Differential-mode current is the component of RF energy present in both the signal and return paths that is equal and opposite to each other. If a 180° phase shift is established precisely, RF differential-mode currents will be canceled. Common-mode effects may, however, be developed because of ground bounce and power plane fluctuation caused by components drawing current from a power distribution network. Differential-mode signals will (1) convey desired information and (2) cause minimal interference as the fields generated oppose each other and cancel out if properly set up.
Common-mode current is the component of RF energy that is present in both signal and return paths, often in common phase to each other. The measured RF field due to CM currents will be the sum of the currents that exist in both the signal and return path. This summation could be substantial. Common-mode currents are generated by any imbalance in the circuit. Radiated emissions are the result of such imbalance. Poor flux cancellation may be caused by an imbalance between two transmitted signal paths or excessive impedance in the return path. If DM signals are not exactly opposite and in phase, magnetic flux will not cancel out. The portion of RF current that is not canceled is identified as “common-mode” current. Common-mode signals (1) are the major sources of cable and interconnect EMI and (2) contain no useful information.

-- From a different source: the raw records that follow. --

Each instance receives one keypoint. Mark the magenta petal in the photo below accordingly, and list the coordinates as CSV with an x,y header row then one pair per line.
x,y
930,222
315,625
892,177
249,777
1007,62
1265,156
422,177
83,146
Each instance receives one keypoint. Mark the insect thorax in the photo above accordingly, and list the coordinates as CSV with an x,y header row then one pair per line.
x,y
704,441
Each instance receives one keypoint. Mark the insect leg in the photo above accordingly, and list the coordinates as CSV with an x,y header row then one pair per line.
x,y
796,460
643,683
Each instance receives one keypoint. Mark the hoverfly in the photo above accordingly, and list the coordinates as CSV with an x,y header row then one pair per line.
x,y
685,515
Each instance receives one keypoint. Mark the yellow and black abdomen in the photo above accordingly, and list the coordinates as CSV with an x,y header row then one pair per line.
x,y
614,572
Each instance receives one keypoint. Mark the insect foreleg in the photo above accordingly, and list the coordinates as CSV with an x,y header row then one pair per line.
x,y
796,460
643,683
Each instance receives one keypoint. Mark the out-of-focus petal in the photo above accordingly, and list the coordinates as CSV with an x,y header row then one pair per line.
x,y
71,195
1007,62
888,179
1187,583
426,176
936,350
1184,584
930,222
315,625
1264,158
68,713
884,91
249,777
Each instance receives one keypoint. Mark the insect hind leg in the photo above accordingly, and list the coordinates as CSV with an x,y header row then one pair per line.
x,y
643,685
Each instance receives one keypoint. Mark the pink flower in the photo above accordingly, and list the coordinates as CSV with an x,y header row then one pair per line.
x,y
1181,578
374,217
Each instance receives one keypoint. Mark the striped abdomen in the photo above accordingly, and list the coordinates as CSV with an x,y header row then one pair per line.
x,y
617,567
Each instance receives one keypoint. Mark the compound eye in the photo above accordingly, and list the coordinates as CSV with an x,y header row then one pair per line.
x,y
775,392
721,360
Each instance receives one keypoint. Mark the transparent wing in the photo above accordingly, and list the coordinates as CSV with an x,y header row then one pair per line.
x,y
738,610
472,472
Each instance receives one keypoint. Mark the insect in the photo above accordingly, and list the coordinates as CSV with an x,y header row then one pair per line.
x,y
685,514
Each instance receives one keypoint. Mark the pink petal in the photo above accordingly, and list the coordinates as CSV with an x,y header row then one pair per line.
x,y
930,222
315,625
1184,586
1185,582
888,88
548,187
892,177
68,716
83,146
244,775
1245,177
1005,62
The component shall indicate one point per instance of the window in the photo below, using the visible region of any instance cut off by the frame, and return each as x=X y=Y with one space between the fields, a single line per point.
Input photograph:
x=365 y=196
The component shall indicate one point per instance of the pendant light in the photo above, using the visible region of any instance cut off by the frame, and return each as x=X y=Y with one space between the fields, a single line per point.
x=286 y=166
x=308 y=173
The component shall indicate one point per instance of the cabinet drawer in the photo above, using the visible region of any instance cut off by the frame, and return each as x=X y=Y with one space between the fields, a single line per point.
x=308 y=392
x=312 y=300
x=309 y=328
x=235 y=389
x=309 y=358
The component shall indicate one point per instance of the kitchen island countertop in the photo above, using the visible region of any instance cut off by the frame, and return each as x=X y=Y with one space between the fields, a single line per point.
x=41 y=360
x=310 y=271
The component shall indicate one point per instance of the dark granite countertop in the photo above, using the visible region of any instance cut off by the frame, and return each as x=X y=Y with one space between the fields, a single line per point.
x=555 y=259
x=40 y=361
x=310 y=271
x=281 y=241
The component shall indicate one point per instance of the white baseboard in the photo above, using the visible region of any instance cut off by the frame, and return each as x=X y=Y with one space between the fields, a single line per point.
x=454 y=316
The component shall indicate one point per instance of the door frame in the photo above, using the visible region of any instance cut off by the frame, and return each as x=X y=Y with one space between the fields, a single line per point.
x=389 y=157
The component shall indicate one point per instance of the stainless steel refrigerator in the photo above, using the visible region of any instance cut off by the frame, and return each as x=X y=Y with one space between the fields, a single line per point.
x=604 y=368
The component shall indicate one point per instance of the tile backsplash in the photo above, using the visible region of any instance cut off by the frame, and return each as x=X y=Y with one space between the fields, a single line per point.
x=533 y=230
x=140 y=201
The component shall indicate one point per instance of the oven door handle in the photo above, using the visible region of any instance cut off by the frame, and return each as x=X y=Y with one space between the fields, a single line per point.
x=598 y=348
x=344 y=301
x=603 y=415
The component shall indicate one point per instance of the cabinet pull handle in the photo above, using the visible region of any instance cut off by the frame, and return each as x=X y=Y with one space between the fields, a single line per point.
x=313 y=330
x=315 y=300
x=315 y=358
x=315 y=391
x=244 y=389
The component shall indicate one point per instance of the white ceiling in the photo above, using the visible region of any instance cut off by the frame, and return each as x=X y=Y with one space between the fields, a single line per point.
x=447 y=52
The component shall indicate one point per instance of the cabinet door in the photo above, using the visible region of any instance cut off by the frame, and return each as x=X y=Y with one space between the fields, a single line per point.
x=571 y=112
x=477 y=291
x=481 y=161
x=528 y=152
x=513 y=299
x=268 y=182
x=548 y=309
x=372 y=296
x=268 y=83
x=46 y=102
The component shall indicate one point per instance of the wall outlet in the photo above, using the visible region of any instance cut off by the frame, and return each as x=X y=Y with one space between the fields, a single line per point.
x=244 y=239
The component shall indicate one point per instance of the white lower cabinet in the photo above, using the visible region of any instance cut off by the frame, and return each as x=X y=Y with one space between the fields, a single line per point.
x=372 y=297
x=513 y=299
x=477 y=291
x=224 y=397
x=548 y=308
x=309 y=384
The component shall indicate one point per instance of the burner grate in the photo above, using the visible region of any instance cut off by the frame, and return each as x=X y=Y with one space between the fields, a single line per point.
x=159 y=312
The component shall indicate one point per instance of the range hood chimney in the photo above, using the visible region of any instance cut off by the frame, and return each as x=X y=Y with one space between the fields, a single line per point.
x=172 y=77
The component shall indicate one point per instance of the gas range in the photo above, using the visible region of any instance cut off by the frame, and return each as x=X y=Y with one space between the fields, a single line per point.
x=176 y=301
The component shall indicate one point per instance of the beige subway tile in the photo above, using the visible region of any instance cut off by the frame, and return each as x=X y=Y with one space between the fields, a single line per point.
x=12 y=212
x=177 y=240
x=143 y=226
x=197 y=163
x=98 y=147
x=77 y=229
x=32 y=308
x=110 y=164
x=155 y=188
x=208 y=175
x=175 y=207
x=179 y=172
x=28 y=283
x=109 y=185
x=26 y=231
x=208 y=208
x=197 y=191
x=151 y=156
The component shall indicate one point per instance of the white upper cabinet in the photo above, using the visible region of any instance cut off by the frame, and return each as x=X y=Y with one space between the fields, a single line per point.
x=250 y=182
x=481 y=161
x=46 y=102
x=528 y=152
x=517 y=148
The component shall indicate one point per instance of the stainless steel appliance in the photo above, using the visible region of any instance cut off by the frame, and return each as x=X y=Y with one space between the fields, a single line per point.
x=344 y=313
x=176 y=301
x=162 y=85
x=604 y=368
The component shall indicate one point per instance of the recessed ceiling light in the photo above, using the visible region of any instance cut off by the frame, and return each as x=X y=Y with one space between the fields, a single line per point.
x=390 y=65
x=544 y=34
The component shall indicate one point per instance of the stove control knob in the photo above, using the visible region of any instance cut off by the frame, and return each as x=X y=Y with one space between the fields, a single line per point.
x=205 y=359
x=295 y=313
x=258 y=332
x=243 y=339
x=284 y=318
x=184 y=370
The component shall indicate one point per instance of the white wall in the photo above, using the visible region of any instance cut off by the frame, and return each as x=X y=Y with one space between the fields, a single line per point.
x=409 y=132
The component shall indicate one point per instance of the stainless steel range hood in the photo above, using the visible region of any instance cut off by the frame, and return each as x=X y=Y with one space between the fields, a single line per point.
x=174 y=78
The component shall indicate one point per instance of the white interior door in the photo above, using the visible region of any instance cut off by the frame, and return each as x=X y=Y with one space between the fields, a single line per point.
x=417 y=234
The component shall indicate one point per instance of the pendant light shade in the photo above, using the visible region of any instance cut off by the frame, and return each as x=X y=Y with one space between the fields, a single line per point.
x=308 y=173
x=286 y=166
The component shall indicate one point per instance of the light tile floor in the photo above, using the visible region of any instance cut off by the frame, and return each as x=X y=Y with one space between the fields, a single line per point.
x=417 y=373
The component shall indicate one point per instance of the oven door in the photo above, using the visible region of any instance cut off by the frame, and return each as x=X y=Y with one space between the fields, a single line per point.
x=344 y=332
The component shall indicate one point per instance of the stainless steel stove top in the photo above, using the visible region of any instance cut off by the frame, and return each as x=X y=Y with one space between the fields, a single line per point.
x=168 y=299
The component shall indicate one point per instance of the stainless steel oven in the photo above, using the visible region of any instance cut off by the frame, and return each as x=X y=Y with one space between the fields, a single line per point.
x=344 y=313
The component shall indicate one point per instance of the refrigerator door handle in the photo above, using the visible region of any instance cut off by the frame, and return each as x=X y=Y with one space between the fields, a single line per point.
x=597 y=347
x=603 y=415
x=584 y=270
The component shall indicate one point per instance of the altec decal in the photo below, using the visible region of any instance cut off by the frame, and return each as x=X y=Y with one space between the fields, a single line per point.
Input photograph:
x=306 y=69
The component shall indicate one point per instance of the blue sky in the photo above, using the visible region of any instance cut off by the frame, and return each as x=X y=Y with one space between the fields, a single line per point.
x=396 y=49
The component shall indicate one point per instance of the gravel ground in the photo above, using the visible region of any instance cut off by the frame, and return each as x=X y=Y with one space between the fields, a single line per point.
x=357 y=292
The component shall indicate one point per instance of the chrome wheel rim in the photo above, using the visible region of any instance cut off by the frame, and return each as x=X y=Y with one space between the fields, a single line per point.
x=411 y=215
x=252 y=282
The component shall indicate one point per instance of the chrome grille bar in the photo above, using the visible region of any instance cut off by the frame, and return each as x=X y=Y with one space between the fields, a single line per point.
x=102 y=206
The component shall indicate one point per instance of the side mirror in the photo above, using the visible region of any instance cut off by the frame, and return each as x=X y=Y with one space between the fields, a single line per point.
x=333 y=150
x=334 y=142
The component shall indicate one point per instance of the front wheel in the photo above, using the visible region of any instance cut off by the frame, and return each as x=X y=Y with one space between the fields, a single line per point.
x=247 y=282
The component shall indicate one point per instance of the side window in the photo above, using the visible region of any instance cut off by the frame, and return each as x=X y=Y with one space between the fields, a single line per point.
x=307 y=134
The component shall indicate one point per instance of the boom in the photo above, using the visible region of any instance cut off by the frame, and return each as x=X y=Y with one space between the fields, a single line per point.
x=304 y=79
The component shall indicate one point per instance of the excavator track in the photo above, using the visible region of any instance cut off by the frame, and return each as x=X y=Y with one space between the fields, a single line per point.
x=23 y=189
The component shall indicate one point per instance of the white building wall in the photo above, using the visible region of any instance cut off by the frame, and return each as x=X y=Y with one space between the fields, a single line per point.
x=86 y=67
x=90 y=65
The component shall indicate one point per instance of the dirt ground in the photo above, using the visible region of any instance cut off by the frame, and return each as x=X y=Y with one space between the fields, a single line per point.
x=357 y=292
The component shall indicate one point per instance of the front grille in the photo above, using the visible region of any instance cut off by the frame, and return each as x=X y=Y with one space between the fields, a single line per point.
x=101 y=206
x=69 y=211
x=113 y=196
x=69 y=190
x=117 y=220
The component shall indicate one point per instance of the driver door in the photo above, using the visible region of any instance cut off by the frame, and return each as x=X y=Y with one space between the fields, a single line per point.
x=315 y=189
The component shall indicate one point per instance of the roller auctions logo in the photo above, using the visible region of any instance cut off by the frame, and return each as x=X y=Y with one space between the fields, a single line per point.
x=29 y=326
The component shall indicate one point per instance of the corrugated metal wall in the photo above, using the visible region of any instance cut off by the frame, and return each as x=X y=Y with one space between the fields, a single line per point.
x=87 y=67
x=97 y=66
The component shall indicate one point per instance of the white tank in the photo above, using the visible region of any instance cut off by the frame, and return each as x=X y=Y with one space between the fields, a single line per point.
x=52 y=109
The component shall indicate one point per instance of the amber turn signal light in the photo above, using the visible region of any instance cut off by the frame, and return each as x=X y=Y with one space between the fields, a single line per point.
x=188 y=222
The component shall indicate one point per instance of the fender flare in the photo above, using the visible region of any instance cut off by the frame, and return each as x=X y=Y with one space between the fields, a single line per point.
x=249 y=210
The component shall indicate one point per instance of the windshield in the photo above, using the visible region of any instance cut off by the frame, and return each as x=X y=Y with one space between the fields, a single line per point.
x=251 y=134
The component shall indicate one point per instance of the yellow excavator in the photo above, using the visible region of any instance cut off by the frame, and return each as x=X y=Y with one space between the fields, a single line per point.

Common-mode currents begin as the result of currents mixing in a shared conductive path such as power and return planes within a PCB, cable assemblies between systems, or the chassis enclosure. Typically this happens because RF currents flow through both intentional and unintentional paths. The key to preventing CM energy is to understand and manage RF return currents.
In any return path RF current will attempt to couple with RF current in the source path (magnetic flux traveling in opposite directions to each other). Flux that is coupled to each other (i.e., 180° out of phase) will cancel, permitting the total magnitude of flux to approach zero. However, if an RF current return path is not provided with symmetry to the source through a path of least impedance, residual common-mode RF currents will be developed across the source of impedance. There will always be some CM currents in any transmission line or system as a finite distant spacing must be present between the signal trace and return path (flux cancellation approaches 100%). The portion of DM return current that is “not” canceled becomes residual CM current.
To make a DM-CM comparison for both magnetic and electric field sources, consider a pair of parallel wires carrying a DM signal. Within this wire, RF currents flow in opposite directions. As a result, all RF fields are contained between the wire pair. This parallel set of wires will act as a balanced transmission line that delivers a clean differential (signal-ended) signal to a load.
Using this same wire pair, look at what happens when CM voltage is placed on this wire. No useful information is transmitted to the load since the wires carry the same voltage potential. This wire pair now functions as a driven dipole antenna with respect to ground. This antenna radiates unwanted CM fields with extreme efficiency. Common-mode currents are generally observed in I/O cables. This is why I/O cables radiate RF energy as well.